Anyone who has checked into their Scale Credit Score has probably found the rating scale to be somewhat confusing. There are a bunch of numbers, each meaning something different. Understanding how this rating works will help you to read your Scale Credit Score effectively.
There are several pieces of information reviewed by companies when they build your Scale Credit Score. These factors include the following:
- Your past payment history
- When you pay your bills
- The amount of outstanding debt you have
- The length of your credit history
If you have a great deal of debt or you don't have a very long credit history, you will receive a lower Scale Credit Score even if there are no "black marks" against you.
Recent credit applications also factor into your score. If you have made too many applications recently, this will cause you to receive a lower score. As will too much debt at high interest rates, such as high rate credit cards.
A score of 700 or higher is considered a good Scale Credit Score. At this level, you shouldn't have any problems getting credit, and at a low rate of interest.
If your score is between 450 and 650, it indicates that your credit needs some work to improve it.

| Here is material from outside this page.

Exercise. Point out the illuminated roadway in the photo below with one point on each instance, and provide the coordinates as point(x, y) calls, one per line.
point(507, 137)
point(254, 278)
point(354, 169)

At this level you'll likely have a harder time finding a loan or qualifying for a credit card without some type of security. You will also likely be paying a higher interest rate because you are considered a higher risk.
If your score is below 450, your credit is in need of some serious help. At this level you likely won't be able to qualify for a loan or credit card until you pursue some form of credit counseling to improve your score.
If your Scale Credit Score needs improvement, there are a number of sources that can help. There are many credit counseling services available, many of which are free to use. They will be able to assess your financial situation and offer advice as to the best route to improving it - and your Credit Score along with it.